Le documentaire a été tourné pendant l'épidémie de Covid, les personnes que vous avez rencontré vous ont elles fait part de leur utilisation de plantes médicinales pour prévenir ou soigner la maladie ?
Le documentaire a été tourné de février à juin 2020, au tout début de l'épidémie de covid, alors qu'il n'y a avait encore aucun vaccin. Du fait de son isolement, l'île de Santo Antao est restée longtemps épargnée de l'épidémie, le premier cas est arrivé deux semaines après mon départ. Beaucoup d'habitant.es se sont tourné.es vers les plantes en prévention. Dans la communauté de Planalto Leste par exemple, les habitant.es se faisaient des tisanes d'une variété de citron vert local, très concentrée en principes actifs et riche en vitamine C. Ils avaient aussi recours à des fumigations d'Artemisia gorgonum, une espèce d'armoise endémique de l'île, réputée pour son action contre la grippe et le paludisme. J'étais bluffée quand j'ai réalisé que sa cousine, l'armoise annuelle, avait été recommandée à l'autre bout de monde, par le protocole officiel de médecine traditionnelle en Chine, puis des mois plus tard à Madagascar, suscitant un véritable engouement pour cette plante en Afrique. Les premières études académiques in vitro publiées un an plus tard ont montré des résultats très encourageants (2). L'avantage des remèdes traditionnels traditionnels est que leur innocuité est bien connue et qu’ils peuvent être utilisés immédiatement en première ligne de défense lors d’une épidémie, sans avoir besoin d'attendre des résultats d'études de toxicité.
Vous avez toutes les deux étudié à Agro-paris Tech. La question est peut-être large mais peux-tu nous en dire un peu plus sur la ou les orientations prises en ce qui concerne les contenus d'enseignement relatifs aux pesticides, aux engrais ou encore aux changements climatiques dans votre école ? Par exemple, avez-vous abordé les plantes médicinales durant votre cursus ?

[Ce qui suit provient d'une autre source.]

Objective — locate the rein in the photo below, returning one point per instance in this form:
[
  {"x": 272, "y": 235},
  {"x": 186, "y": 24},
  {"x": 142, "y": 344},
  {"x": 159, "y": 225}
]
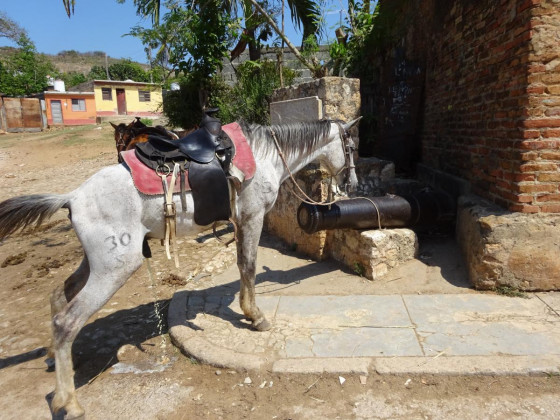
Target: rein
[{"x": 347, "y": 148}]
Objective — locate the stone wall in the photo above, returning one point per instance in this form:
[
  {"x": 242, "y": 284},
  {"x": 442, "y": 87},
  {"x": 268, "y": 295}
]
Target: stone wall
[
  {"x": 368, "y": 253},
  {"x": 339, "y": 98},
  {"x": 471, "y": 89},
  {"x": 504, "y": 248}
]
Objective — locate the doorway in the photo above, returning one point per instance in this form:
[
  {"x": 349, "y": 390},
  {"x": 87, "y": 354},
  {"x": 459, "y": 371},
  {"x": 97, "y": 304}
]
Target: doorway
[
  {"x": 56, "y": 112},
  {"x": 121, "y": 102}
]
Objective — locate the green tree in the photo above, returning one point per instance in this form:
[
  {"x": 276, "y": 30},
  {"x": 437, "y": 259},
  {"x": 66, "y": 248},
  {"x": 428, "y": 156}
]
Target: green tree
[
  {"x": 25, "y": 72},
  {"x": 189, "y": 40},
  {"x": 10, "y": 29},
  {"x": 256, "y": 17},
  {"x": 348, "y": 51},
  {"x": 249, "y": 99},
  {"x": 72, "y": 78}
]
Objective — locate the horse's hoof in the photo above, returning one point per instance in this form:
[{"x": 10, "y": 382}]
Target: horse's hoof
[
  {"x": 262, "y": 325},
  {"x": 71, "y": 410}
]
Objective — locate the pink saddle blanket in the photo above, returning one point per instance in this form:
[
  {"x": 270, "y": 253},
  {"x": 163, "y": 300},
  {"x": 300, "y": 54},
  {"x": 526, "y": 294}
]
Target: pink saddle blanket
[{"x": 148, "y": 182}]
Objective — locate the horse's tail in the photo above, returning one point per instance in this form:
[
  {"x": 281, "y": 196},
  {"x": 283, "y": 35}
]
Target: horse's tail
[{"x": 19, "y": 212}]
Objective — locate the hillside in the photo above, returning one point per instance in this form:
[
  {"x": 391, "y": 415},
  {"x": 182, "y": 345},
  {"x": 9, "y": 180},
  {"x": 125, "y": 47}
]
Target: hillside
[{"x": 73, "y": 61}]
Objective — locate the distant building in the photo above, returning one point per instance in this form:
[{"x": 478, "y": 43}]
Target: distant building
[
  {"x": 69, "y": 108},
  {"x": 127, "y": 97}
]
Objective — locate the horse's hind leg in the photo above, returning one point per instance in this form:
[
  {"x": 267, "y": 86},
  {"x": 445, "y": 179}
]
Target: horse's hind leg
[
  {"x": 249, "y": 233},
  {"x": 66, "y": 292},
  {"x": 102, "y": 282}
]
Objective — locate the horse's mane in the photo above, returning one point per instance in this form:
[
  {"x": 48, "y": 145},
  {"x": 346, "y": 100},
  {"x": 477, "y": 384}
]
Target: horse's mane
[{"x": 293, "y": 138}]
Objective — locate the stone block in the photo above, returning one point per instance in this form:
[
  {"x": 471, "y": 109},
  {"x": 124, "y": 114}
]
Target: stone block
[
  {"x": 372, "y": 253},
  {"x": 294, "y": 110},
  {"x": 503, "y": 248}
]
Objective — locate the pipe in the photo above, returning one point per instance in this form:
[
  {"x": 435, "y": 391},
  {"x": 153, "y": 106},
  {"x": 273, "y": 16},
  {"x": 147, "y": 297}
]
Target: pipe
[{"x": 390, "y": 211}]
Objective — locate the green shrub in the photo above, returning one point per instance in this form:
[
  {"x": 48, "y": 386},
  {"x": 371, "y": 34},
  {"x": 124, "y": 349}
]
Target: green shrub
[{"x": 249, "y": 98}]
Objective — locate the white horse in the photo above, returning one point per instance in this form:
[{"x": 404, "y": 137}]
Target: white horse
[{"x": 111, "y": 219}]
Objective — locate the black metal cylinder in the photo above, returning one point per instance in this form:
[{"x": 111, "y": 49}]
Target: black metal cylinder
[
  {"x": 355, "y": 213},
  {"x": 390, "y": 211}
]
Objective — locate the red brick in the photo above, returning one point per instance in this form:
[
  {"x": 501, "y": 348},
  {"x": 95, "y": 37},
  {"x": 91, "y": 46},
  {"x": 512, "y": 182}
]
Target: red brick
[
  {"x": 536, "y": 188},
  {"x": 549, "y": 177},
  {"x": 550, "y": 155},
  {"x": 519, "y": 177},
  {"x": 535, "y": 89},
  {"x": 524, "y": 208},
  {"x": 551, "y": 133},
  {"x": 543, "y": 122},
  {"x": 551, "y": 208},
  {"x": 538, "y": 167},
  {"x": 553, "y": 112},
  {"x": 548, "y": 197},
  {"x": 530, "y": 134}
]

AgroParisTech a été fondée, comme toutes les écoles d'ingénieur, pour répondre aux besoins industriels. De nombreuses multinationales exercent une influence sur l'école en siégeant dans le conseil d'administration, comme le groupe LVMH par exemple, ou en nouant des chaires partenaires, comme le géant de l'agrochimie BASF. Ces orientations sont invisibilisées mais globalement AgroParisTech reste en accord avec le modèle agricole conventionnel. Nous avons, par exemple, toujours des interventions de personnes travaillant à Bayer Monsanto pendant nos cours.
J'ai réalisé récemment que Chantal Monvois, déléguée générale de la Fondation AgroParisTech et directrice des partenariats, avait travaillé pendant 9 ans pour Sanofi. Pas étonnant que la Fondation ait presque toujours refusé de soutenir des projets liés à la phytothérapie… La formation à AgroParisTech concerne l'agriculture, l'agro-alimentaire, l'environnement et la santé. Bien que les plantes médicinales soient au croisement de ces quatre domaines, elles ne sont quasiment pas abordées pendant nos trois années de cursus, à l'exception d'un cours de sociologie sur la cueillette. La phytothérapie n'est pas vue d'un bon œil par tout le monde à AgroParisTech et certains professeurs nous l'ont déjà fait ressentir à travers des mails de pression, même si d'autres nous soutiennent.